22:45 This is going to give us a better idea of the areas in engine operation that the engine is most prone to suffer from knock, or in fact where the knock retard subsystem, is doing some work.
22:58 We can see particularly here, in the 0.91 to 1.07 gramme per cylinder, and between approximately 2200 and about 2800 RPM, we do have some consistent knock activity occurring.
23:16 We're seeing in this case in particular, knock counts of two, three, and four, or knock retard values of two, three, and four degrees.
23:24 Which means, that knock retard system is doing a little bit of work.
23:27 Again, I'm not going to be trying to get this histogram to be completely filled with zeros.
23:33 If we're seeing consistent and repeated knock in one particular area of the engines operation, this is where we're going to be focusing our efforts.
23:42 So particularly, if I'm seeing values of two, three, or four degrees of knock retard, this is the area I'm going to be focusing my attention.
23:49 Again, just as we looked at on the Dyno, because we've set up our cylinder airmass, and our engine RPM axis to match our spark advance table, we can be very pinpoint accurate in where we're going to make those changes.
24:04 So the process from here would be to retard the timing in any areas that we're seeing consistent knock retard activity.
24:12 If we're making changes, we always want to make sure that we maintain a smooth shape to our spark advance table.
24:18 What this means is, if for example, in the area we can see here, we have four degrees of knock retard at 2200 RPM and 1.7 grammes per cylinder, I'm being inclined in this area to retard the timing around the surrounding cells by a degree as well, just to give it a smooth shape to our spark advance table.
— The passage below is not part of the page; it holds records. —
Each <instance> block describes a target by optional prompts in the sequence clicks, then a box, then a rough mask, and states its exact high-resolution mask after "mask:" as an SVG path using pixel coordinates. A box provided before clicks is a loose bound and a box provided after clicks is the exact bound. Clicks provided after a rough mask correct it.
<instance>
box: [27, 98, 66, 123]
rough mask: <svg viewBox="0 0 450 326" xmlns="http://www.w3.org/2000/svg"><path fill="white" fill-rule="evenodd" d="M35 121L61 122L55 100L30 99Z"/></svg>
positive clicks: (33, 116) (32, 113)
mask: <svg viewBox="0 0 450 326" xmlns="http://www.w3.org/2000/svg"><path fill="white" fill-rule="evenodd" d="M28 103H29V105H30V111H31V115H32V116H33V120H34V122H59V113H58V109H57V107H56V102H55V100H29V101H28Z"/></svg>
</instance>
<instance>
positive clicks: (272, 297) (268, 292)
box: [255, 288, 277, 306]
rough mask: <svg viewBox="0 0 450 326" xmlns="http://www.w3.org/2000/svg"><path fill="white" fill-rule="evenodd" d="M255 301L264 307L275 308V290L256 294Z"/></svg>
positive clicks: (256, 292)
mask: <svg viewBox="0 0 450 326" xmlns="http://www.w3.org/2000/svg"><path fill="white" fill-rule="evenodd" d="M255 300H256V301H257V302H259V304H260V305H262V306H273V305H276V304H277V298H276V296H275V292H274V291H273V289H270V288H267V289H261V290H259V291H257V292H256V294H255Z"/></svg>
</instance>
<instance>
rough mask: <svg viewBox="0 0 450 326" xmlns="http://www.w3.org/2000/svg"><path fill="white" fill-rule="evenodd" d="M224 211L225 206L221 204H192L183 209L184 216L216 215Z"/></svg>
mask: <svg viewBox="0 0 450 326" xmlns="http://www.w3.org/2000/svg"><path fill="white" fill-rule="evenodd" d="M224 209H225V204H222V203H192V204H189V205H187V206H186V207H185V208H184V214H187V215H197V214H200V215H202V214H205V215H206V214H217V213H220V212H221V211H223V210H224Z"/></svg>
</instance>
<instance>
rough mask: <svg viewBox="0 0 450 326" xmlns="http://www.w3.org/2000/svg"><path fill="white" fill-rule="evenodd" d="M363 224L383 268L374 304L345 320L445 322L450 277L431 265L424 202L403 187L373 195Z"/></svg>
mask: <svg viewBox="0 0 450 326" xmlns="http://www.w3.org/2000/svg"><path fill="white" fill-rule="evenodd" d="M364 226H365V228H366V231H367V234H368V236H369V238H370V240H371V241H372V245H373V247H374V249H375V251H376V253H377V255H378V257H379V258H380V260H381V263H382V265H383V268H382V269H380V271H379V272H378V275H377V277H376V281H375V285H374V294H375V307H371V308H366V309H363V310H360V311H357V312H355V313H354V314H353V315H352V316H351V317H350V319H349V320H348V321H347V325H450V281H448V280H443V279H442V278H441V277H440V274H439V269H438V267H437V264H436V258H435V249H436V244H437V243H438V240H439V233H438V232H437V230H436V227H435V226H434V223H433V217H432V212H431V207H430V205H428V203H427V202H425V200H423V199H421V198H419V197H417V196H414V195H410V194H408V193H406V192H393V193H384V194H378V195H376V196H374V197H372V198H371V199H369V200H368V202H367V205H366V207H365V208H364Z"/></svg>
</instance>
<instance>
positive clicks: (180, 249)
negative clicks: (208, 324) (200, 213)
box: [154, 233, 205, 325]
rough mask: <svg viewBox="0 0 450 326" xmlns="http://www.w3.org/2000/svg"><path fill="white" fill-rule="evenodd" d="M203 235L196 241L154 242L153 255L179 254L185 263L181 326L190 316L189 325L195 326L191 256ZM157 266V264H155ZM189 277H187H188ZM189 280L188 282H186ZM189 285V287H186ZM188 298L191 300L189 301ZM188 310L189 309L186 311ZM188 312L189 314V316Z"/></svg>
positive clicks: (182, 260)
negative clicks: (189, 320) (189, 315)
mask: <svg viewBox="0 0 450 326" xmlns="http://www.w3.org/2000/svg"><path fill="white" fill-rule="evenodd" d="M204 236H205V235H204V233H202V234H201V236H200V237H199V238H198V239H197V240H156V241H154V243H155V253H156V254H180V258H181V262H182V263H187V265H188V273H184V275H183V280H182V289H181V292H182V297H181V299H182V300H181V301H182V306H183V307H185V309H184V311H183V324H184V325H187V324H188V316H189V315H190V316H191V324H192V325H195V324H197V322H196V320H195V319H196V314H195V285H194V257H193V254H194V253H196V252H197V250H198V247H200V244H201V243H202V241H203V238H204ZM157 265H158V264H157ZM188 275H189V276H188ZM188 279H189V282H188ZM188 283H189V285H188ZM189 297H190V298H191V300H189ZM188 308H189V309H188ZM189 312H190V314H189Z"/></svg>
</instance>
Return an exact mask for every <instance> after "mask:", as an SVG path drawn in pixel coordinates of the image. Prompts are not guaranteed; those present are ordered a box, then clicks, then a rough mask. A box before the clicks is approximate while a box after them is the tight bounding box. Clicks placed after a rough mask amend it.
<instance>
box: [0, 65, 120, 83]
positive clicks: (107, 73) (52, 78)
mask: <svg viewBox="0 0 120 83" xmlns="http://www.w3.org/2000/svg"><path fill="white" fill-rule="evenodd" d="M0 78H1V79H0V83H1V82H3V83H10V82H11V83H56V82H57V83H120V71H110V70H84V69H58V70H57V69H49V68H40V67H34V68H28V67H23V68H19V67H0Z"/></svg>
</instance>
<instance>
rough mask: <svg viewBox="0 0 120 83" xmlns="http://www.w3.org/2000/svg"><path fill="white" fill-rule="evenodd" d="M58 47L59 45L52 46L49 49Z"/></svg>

24:41 Once we've made changes to the spark advance table, we can simply reflash the PCM with our new calibration, head back out onto the road, and confirm that our changes have had the desired effect.
24:53 Remembering of course, we're not looking for absolutely no activity from our knock retard system.
25:00 So, at this point our task of tuning the engine is complete.
25:03 We've tuned the engine initially on the Dyno, and then we've confirmed our results here on the racetrack under real world conditions.
25:10 We know that the ECU now has good control over the air/fuel ratio, as well as the ignition timing, under a variety of conditions.
25:19 We've checked idle, we've checked cruise, we've looked at wide open throttle, and we've also tested under transient conditions.